Now, on statistical significance, this is not too relevant too backtest simply because you can look at the profit and decide if it is something you want to trade. However, it does come into play here. Because, if you take something that would be significant at the 5% level 5 out of 100 simply means you’d expect to find 5 such results out of 100 that were “that profitable” simply due to chance. If you run 1,000 backtest the number rises to 50.
So, we see a problem because if we run enough backtest then by pure chance we expect to generate many profitable results. And our methods can only eliminate the unprofitable ideas. You can see now why the idea that you should be blind to the data comes into play. The idea is that if you have a logical basis for your trade/system first then it’s more likely to be meaningful or maybe it’s just a numbers game.

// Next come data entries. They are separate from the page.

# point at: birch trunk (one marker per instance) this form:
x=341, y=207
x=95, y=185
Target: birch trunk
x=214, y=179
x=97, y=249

This is all very well and good. And, it is essentially correct in many ways. However, there’s a problem. The problem originates from the motive to “be datablind”. A true data blindness means you don’t know the properties of your data. It means you can’t learn the properties and what is likely or not likely to work. True data blindness implies that your data is random. If your data is random then you should not be making hypothesis that utilize random data for trading decisions! Moreover, if you embrace the data blind idea then it’s going to make it extremely difficult to produce very profitable systems because you are just throwing ideas in the dark. That’s not likely to produce anything in markets that are mostly efficient. Think about it, if there are any patterns to exploit in the market, who’s going to be more profitable? A trader who studies the market and whatever patterns it offers or a trader throwing ideas in the dark? Moreover, if you do like most developers and you run a single backtest your results are likely to be random anyway. See my blog post, under my profile, for why that’s the case.
The way out is, of course, to seek to understand your data. Because, really if you’re making systems on price data then you’ve already taken the conjecture your data isn’t random. If your data isn’t random then the greatest advantage a system developer has is to study, understand, and optimize systems based on the data. If your data is truly random then no amount of “data blindness” or attempt to avoid data snooping bias will help you avoid producing junk systems.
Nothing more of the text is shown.